Example inspection using Python:

import pandas as pd

df = pd.read_csv('roiNames_Tumor.csv')
print(f"Rows: {len(df)}")
print(f"Columns: {list(df.columns)}")
print(f"\nFirst few rows:")
print(df.head())
print(f"\nUnique ROI specifications:")
print(df['ROIname'].unique())

Troubleshooting

Problem: No ROIs found

  • Verify DICOM files are RT Structure Sets (contain ROI definitions)

  • For NIfTI: Verify file names match the expected format

  • Check file permissions

Problem: “ImagingModality is UnknownModality”

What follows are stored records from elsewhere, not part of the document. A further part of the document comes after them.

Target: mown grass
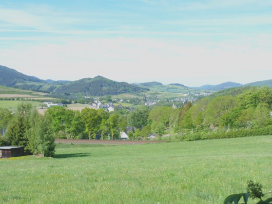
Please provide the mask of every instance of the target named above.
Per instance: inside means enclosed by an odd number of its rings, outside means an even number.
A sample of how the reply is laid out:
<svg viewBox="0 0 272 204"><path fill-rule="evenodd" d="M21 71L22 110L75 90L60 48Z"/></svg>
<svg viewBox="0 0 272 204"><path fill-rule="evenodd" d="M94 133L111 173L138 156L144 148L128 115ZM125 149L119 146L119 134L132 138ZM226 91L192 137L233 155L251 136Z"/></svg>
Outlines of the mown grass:
<svg viewBox="0 0 272 204"><path fill-rule="evenodd" d="M222 203L249 179L272 190L271 145L266 136L58 145L53 158L0 159L0 203Z"/></svg>
<svg viewBox="0 0 272 204"><path fill-rule="evenodd" d="M35 97L43 97L43 95L44 95L41 93L38 93L34 91L14 89L13 88L7 87L3 86L0 86L0 94L1 94L28 95L29 96Z"/></svg>
<svg viewBox="0 0 272 204"><path fill-rule="evenodd" d="M42 105L41 102L27 101L23 101L22 100L0 100L0 108L7 108L13 110L16 109L18 105L22 103L25 103L31 104L34 107L40 107Z"/></svg>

This is expected. Update the CSV manually before using with MEDiml:

import pandas as pd

df = pd.read_csv('roiNames_Tumor.csv')
modality_map = {
    'CT': 'CTscan',
    'PET': 'PTscan',
    'T1': 'MRscan',
    'T2': 'MRscan'
}
df['ImagingModality'] = df['ImagingScanName'].map(modality_map)
df.to_csv('roiNames_Tumor.csv', index=False)

Problem: Too many combinations generated

If Option B creates too many variants, you can manually filter the CSV files or regenerate with only essential options (A, C, D).